The Masked Language Model(MLM) uses a random method to mask and replace 15$%$ of the words in the text. Then, learn to predict mask words through the model, let the model learn two-way understanding, and make predictions through context. But because the words are mask randomly,It may mask some words that can be predicted without understanding the context, but this is what we do not want. We hope that each prediction can be completed by the model by understanding the context.Therefore, an effective way is needed to control the words that need to be mask in the text, and the mask words are helpful for the model to learn and understand the context. Therefore, we proposed Adversarial Masking Model.
The structure is shown as the figures. Unlike masked language model, our masking method uses learning instead of randomly masking the input. When using random masking, some of the more common words (Ex: yes,is,this,...) will also be masked, and because such words appear frequently, the probability of being masked is higher. This is the least we like to see. We don't need to let the model repeatedly learn to guess these common words. We hope that the model is more inclined to guess less common words. Therefore, we propose a dynamic masking module that uses a learning method to select some rare or important words in the input for masking, thereby increasing the probability of the model to guess uncommon words instead of common words.

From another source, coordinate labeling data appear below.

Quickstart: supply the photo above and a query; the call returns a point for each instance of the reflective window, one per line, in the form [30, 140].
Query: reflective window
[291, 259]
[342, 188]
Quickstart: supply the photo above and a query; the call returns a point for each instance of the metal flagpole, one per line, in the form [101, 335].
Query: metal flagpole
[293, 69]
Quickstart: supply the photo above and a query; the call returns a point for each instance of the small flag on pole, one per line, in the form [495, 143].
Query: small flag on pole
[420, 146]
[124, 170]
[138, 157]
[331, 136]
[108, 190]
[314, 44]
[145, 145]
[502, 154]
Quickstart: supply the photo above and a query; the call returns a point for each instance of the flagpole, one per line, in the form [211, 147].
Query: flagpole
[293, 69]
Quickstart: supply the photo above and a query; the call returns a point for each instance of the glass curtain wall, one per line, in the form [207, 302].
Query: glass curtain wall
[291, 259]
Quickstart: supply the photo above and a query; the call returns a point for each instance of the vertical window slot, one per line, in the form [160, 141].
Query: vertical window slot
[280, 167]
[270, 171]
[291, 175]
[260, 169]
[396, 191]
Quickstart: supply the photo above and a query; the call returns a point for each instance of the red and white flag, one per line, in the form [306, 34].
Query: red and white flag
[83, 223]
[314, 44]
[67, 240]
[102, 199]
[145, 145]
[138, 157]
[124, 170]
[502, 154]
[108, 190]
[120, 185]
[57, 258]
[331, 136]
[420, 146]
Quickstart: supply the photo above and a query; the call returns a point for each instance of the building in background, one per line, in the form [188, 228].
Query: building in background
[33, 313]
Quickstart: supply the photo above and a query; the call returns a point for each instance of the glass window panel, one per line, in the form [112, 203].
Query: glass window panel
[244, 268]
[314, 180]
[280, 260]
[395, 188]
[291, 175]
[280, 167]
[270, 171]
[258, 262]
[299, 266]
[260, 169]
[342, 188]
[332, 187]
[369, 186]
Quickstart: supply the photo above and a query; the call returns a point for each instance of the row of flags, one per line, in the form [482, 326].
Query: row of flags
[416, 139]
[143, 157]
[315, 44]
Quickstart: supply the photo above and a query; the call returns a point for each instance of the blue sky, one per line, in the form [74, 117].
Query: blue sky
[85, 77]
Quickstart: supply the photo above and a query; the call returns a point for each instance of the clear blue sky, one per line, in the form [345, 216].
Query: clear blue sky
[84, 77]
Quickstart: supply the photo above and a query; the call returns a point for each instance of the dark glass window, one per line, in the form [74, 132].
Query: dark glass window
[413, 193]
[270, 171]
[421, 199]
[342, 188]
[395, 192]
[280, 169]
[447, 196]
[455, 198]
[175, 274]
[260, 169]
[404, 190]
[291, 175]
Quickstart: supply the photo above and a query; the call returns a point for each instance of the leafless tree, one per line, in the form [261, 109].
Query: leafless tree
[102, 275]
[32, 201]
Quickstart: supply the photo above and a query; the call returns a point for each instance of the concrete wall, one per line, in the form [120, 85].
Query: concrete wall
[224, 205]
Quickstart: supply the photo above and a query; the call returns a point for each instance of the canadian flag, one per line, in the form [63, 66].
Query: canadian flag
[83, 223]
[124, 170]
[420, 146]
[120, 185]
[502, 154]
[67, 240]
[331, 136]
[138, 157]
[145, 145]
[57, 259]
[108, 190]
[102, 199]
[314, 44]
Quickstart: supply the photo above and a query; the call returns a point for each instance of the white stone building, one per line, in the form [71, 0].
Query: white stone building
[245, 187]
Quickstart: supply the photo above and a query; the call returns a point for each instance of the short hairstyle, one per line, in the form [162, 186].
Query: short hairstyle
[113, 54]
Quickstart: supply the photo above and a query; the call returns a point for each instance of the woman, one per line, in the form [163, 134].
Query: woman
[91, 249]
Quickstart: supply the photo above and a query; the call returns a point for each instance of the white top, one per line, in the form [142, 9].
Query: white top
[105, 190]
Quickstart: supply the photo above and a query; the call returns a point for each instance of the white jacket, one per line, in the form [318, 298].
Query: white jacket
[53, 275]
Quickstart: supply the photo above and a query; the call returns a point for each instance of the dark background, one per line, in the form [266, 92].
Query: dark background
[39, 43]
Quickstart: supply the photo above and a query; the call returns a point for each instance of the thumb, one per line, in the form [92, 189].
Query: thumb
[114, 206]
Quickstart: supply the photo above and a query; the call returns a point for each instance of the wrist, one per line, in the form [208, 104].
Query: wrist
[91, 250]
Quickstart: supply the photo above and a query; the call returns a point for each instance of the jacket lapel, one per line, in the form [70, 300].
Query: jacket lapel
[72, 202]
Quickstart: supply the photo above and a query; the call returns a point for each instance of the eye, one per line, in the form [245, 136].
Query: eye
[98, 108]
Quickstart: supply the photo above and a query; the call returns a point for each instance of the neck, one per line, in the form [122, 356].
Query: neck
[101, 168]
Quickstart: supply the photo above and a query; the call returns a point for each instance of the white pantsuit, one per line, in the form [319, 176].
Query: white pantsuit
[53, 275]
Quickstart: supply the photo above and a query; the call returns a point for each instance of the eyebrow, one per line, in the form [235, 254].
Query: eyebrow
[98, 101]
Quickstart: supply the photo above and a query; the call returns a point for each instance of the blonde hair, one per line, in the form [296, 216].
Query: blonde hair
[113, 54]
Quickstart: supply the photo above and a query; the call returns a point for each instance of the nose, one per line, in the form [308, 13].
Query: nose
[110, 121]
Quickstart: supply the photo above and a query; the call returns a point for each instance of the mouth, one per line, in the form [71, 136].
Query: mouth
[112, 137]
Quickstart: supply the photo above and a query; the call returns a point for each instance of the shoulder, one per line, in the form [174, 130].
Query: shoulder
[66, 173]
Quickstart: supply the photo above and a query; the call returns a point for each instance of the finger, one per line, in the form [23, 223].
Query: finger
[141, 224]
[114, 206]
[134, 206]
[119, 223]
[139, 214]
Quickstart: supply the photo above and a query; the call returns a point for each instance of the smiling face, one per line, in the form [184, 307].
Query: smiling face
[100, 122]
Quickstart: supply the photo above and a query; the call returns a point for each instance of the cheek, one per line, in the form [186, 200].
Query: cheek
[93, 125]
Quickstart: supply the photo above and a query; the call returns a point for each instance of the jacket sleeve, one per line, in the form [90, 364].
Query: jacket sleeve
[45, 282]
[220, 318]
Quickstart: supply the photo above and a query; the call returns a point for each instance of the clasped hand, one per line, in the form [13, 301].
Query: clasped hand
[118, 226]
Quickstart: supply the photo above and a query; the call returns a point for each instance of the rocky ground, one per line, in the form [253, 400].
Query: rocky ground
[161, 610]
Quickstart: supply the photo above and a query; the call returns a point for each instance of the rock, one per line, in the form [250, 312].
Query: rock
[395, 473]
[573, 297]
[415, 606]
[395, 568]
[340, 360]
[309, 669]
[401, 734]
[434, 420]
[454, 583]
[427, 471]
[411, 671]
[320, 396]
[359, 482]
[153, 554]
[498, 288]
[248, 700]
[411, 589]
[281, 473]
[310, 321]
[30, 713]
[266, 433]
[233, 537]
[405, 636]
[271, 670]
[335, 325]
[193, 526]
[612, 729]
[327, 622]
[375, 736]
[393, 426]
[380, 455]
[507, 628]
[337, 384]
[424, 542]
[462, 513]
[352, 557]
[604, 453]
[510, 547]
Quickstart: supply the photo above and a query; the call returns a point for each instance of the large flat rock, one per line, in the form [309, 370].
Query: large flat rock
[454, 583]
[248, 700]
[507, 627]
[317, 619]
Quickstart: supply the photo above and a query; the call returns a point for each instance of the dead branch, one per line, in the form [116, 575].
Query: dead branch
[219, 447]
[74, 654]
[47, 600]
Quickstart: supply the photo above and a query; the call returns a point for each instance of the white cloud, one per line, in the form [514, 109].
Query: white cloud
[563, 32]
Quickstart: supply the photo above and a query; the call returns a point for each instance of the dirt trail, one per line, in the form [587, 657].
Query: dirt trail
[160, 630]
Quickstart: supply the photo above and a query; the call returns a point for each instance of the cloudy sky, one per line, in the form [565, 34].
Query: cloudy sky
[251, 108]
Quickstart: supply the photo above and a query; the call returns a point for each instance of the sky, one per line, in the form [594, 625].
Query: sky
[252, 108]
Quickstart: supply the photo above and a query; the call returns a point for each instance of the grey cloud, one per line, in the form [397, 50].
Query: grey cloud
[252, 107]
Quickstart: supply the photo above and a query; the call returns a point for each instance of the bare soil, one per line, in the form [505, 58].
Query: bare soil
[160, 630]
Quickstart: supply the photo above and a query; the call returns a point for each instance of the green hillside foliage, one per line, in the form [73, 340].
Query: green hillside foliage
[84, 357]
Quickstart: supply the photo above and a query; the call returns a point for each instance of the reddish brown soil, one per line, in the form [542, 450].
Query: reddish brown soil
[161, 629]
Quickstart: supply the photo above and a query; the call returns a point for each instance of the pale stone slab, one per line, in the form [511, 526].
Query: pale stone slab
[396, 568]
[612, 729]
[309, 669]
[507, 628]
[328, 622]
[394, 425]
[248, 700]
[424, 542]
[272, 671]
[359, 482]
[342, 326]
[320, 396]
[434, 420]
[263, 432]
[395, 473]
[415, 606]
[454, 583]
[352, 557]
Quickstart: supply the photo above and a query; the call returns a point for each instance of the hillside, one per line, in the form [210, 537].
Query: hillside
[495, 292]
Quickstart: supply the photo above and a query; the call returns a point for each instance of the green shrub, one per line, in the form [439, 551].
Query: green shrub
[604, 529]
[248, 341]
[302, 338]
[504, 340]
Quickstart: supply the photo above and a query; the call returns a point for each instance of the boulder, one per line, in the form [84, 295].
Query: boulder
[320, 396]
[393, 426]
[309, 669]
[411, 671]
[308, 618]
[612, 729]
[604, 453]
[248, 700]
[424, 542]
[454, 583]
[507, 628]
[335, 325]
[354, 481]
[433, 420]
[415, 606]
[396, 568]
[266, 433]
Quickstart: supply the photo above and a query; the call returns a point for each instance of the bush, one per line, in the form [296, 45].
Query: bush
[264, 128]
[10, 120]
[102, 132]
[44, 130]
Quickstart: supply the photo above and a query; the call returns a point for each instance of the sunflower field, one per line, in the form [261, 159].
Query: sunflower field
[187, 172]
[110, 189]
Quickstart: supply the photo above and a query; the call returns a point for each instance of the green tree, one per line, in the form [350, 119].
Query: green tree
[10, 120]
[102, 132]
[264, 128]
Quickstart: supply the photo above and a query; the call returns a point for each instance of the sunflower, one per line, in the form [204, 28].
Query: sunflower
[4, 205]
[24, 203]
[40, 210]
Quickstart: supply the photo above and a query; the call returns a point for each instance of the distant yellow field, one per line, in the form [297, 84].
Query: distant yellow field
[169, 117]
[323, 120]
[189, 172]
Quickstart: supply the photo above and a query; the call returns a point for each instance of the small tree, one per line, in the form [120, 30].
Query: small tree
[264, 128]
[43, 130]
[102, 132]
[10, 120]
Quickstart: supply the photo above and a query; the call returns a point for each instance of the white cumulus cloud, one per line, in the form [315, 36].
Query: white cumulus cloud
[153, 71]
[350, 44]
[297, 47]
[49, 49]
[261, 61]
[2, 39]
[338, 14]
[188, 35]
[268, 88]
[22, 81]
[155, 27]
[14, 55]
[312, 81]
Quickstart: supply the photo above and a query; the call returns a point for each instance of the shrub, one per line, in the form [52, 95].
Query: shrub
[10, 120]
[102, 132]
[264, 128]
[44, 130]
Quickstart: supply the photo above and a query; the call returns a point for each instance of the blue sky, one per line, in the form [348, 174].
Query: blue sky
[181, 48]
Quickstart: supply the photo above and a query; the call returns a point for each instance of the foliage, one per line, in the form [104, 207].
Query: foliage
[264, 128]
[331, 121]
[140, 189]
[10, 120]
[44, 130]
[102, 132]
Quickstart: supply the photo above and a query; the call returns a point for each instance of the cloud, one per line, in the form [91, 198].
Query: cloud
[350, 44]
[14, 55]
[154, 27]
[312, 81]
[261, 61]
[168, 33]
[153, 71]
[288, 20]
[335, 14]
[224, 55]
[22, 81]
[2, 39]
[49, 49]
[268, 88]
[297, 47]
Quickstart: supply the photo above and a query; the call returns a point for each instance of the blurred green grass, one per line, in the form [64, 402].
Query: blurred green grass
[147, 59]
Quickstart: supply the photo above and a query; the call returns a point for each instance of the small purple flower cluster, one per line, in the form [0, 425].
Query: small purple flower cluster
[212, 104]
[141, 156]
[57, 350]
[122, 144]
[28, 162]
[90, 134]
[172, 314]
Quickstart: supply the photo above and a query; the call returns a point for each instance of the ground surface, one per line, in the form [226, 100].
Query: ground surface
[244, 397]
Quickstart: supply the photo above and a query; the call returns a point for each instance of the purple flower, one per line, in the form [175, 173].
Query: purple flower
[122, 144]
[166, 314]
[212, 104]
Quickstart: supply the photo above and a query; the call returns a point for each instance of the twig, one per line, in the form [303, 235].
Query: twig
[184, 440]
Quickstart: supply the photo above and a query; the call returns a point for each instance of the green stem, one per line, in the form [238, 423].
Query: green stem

The developed environment is listed in below
OS : Ubuntu 16.04
CUDA : 11.1
Nvidia Driver : 455.23
Python 3.6.9
Pytorch 1.2.0
PyTorch version >= 1.5.0
Python version >= 3.6
For training new models, you'll also need an NVIDIA GPU and NCCL
To install fairseq and develop locally:
git clone https://github.com/pytorch/fairseq
cd fairseq
pip install --editable ./
# on MacOS:
# CFLAGS="-stdlib=libc++" pip install --editable ./
# to install the latest stable release (0.10.x)
# pip install fairseq
./run.sh